Deonísio da Silva conta também
por que a esperteza, quando é muita, vira bicho e come o dono
Por Augusto
Nunes, 13/11/2016,
www.veja.com.br
De onde vêm as palavras
O brasileiro é bonzinho. Fala com humor, raramente
com raiva, dos grandes mentirosos. E adotou figuras e provérbios inocentes,
como o do título, para falar de mentirosos que muitos prejuízos deram e dão ao
povo.
Em outras culturas, a mentira é punida com mais
rigor, inclusive na memória popular. Um dos grandes provérbios é: mendax et furax (mentiroso e ladrão), dá conta de
que “quem mente, rouba”. E, em traduções diversas, espalhou-se por muitas
línguas.
Pinóquio deu cara (de pau) à mentira e é seu
personagem-símbolo. A cada nova mentira, maior fica seu nariz. Pergunte ao Google,
o oráculo de Delfos de nosso tempo, quais são os maiores mentirosos do mundo.

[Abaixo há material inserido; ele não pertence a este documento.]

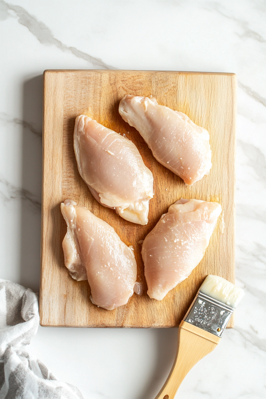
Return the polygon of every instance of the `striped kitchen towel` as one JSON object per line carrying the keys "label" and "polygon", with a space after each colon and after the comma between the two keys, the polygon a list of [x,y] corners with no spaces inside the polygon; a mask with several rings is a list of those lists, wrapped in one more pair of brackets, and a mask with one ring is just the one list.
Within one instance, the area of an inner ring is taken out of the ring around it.
{"label": "striped kitchen towel", "polygon": [[25,351],[39,322],[37,294],[0,279],[0,399],[83,399]]}

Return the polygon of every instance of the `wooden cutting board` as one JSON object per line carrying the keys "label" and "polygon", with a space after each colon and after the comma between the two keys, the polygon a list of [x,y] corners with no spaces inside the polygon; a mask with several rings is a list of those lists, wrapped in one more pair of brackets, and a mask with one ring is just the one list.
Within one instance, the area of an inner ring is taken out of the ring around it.
{"label": "wooden cutting board", "polygon": [[[208,274],[234,282],[236,77],[233,73],[164,71],[47,70],[44,73],[41,277],[42,326],[86,327],[177,326]],[[156,97],[159,104],[181,111],[210,134],[213,167],[208,176],[192,186],[160,165],[138,132],[118,112],[127,93]],[[146,226],[124,220],[93,198],[80,177],[73,148],[75,119],[85,114],[136,144],[154,178]],[[143,239],[162,214],[179,198],[216,201],[223,215],[205,255],[188,279],[162,301],[151,299],[142,262]],[[67,198],[87,207],[133,245],[141,296],[106,310],[89,299],[87,281],[77,282],[64,264],[62,242],[67,227],[60,203]],[[223,230],[223,220],[224,229]],[[229,326],[233,326],[233,320]]]}

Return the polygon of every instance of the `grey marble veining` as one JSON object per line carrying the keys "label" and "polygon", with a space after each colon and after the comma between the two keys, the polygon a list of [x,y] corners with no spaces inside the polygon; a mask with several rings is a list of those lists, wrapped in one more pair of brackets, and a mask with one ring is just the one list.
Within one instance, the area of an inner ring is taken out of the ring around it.
{"label": "grey marble veining", "polygon": [[[246,295],[235,328],[177,399],[266,397],[266,19],[260,0],[0,0],[0,277],[36,290],[43,71],[237,75],[236,277]],[[177,337],[175,329],[40,328],[30,350],[86,399],[153,399]]]}

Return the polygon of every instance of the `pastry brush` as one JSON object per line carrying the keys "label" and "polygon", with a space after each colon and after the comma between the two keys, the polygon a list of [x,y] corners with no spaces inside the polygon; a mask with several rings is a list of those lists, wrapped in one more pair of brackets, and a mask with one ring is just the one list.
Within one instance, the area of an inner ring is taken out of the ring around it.
{"label": "pastry brush", "polygon": [[175,359],[155,399],[173,399],[189,371],[219,343],[244,294],[225,279],[207,276],[179,326]]}

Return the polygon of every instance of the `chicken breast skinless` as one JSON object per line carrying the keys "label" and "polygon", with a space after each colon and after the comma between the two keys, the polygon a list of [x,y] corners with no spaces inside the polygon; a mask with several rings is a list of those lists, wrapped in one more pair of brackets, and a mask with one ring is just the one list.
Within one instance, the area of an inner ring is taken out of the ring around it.
{"label": "chicken breast skinless", "polygon": [[95,199],[126,220],[147,224],[153,176],[132,141],[81,115],[74,148],[79,172]]}
{"label": "chicken breast skinless", "polygon": [[155,158],[189,185],[209,174],[211,168],[210,136],[182,112],[158,105],[155,99],[127,94],[119,113],[134,126]]}
{"label": "chicken breast skinless", "polygon": [[161,300],[202,259],[221,211],[220,204],[179,200],[162,215],[142,244],[151,298]]}
{"label": "chicken breast skinless", "polygon": [[133,251],[109,225],[71,200],[61,204],[67,225],[65,264],[73,279],[88,279],[93,303],[112,310],[133,294],[137,265]]}

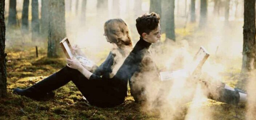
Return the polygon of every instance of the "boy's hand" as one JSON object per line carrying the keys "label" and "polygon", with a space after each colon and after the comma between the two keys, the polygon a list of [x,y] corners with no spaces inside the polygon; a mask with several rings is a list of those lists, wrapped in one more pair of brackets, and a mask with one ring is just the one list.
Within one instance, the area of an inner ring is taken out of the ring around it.
{"label": "boy's hand", "polygon": [[70,68],[79,70],[83,68],[81,63],[77,60],[67,59],[67,66]]}

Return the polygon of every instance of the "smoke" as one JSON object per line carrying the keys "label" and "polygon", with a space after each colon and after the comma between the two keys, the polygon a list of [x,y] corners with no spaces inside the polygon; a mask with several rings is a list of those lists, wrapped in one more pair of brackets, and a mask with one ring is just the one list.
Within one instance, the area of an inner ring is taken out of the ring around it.
{"label": "smoke", "polygon": [[[242,22],[231,21],[237,23],[226,26],[224,22],[215,20],[204,29],[192,32],[191,35],[178,35],[175,42],[170,41],[151,48],[152,57],[160,70],[183,69],[183,72],[180,73],[177,76],[179,77],[161,83],[154,82],[156,81],[154,79],[155,71],[141,73],[144,75],[140,75],[140,79],[147,82],[141,83],[140,86],[144,86],[145,93],[150,94],[146,95],[149,100],[143,105],[143,111],[159,113],[163,119],[212,119],[215,109],[207,107],[211,104],[207,100],[209,94],[216,98],[219,97],[216,89],[221,86],[221,81],[227,80],[235,84],[242,80],[241,77],[232,76],[239,76],[241,66]],[[202,68],[201,75],[195,78],[188,77],[184,73],[191,73],[189,68],[194,65],[193,58],[201,46],[206,49],[210,56]],[[147,68],[148,69],[155,68]],[[227,78],[232,79],[225,79]],[[205,86],[199,80],[211,85]],[[154,83],[149,84],[150,81]]]}
{"label": "smoke", "polygon": [[256,112],[256,71],[251,72],[248,74],[247,89],[248,99],[246,113],[247,120],[255,119],[255,113]]}

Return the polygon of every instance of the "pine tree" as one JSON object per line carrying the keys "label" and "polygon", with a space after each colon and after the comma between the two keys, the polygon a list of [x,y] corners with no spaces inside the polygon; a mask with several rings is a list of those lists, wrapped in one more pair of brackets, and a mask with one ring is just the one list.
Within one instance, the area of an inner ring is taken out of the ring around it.
{"label": "pine tree", "polygon": [[256,68],[255,0],[244,1],[244,43],[242,72],[247,72]]}
{"label": "pine tree", "polygon": [[6,96],[7,54],[5,53],[5,24],[4,23],[4,0],[0,0],[0,97]]}
{"label": "pine tree", "polygon": [[66,37],[64,0],[50,0],[47,57],[57,57],[63,53],[59,43]]}
{"label": "pine tree", "polygon": [[23,30],[27,31],[28,30],[28,5],[29,0],[24,0],[22,8],[22,28]]}
{"label": "pine tree", "polygon": [[8,26],[13,26],[17,24],[16,3],[16,0],[10,0],[8,17]]}
{"label": "pine tree", "polygon": [[32,39],[35,40],[39,33],[38,0],[32,0]]}

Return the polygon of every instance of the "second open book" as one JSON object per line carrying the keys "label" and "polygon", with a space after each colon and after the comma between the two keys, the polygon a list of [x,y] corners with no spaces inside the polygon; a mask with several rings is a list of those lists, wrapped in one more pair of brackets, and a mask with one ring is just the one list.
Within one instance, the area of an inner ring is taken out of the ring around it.
{"label": "second open book", "polygon": [[192,65],[189,67],[189,68],[187,68],[187,69],[189,69],[189,71],[183,69],[160,72],[160,77],[161,81],[171,80],[182,77],[188,77],[189,75],[189,72],[192,72],[191,73],[193,73],[200,69],[209,56],[209,54],[205,49],[201,47],[194,57]]}

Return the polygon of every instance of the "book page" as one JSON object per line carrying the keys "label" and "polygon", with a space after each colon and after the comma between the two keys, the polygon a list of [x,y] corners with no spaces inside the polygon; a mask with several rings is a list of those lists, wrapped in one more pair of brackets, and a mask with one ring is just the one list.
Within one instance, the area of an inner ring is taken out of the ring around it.
{"label": "book page", "polygon": [[171,80],[177,79],[188,77],[189,73],[185,69],[180,69],[173,71],[160,72],[161,80]]}
{"label": "book page", "polygon": [[95,63],[93,61],[88,59],[88,58],[80,56],[76,56],[76,59],[78,60],[83,65],[85,66],[90,68],[92,68],[95,65]]}
{"label": "book page", "polygon": [[174,71],[161,72],[160,77],[161,81],[170,80],[179,78],[188,77],[190,74],[189,73],[193,73],[197,69],[201,68],[209,56],[209,54],[204,47],[201,47],[195,56],[192,66],[186,68],[189,68],[187,69],[190,70],[189,71],[185,70],[179,70]]}
{"label": "book page", "polygon": [[71,58],[73,58],[73,56],[72,54],[72,52],[71,52],[71,51],[70,50],[70,48],[69,48],[69,47],[68,46],[68,43],[67,42],[67,41],[65,41],[63,43],[63,44],[68,55]]}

Há números-símbolos para tudo: Sete Maravilhas do Mundo Antigo, Dez Pragas do
Egito, Quatro Virtudes Cardeais, Sete Pecados Capitais etc. Mas o número dos
Pinóquios, como o do Outro, é Legião.
Pinóquio é conhecido em todo o planeta, mas, à
semelhança de Sherlock Holmes, poucos sabem quem é seu autor. Pois ele foi
inventado por Carlo Collodi, pseudônimo do jornalista e escritor italiano Carlo
Lorenzi, filho de um cozinheiro e de uma dona de casa. Bem-humorado e
sarcástico, tinha grande interesse por temas políticos e por isso foi muito
perseguido e censurado.
Em fins do século XIX, na mesma época em que
Machado de Assis publicava Memórias Póstumas de Brás Cubas (em
capítulos, na Revista Brasileira), Carlo Collodi publicava (também em
capítulos, no Jornal para as Crianças), História de um Boneco,
primeiro título de As Aventuras de Pinóquio.
Todavia o provérbio é mais antigo. Veio originalmente
do Grego e chegou a muitas línguas, inclusive ao Português, depois de uma
escala no Italiano: le bugie hanno le gambe corte (as mentiras têm as pernas
curtas).
O provérbio indica que as mentiras, como as de
Pinóquio, logo são descobertas. Flagrado na primeira mentira, o mentiroso
contumaz inventa a segunda, depois outra, mais outra, enfim dezenas, centenas,
milhares. Mas outro ditado, vindo de Portugal, avisa: “a esperteza, quando é
muita, vira bicho e come o dono”. Ela já devorou muitos brasileiros e está
devorando outros mais. Pais e filhos, e maridos e mulheres já foram presos
juntos. Há outros seguindo o mesmo caminho.
O brasileiro médio lê pouco e por isso guarda mais
facilmente na memória frases e provérbios que tenham rimas ou versos curtos. Pois
ele raramente leu o que repete. Ele apenas ouviu. Ou guardou na memória a
ilustração que viu e se lembra da frase famosa. Pode ser uma foto ou um
desenho. Ou uma cena da televisão, que faz do jornalismo atual um folhetim por
cujos capítulos todos esperam ansiosamente. Até o desfecho.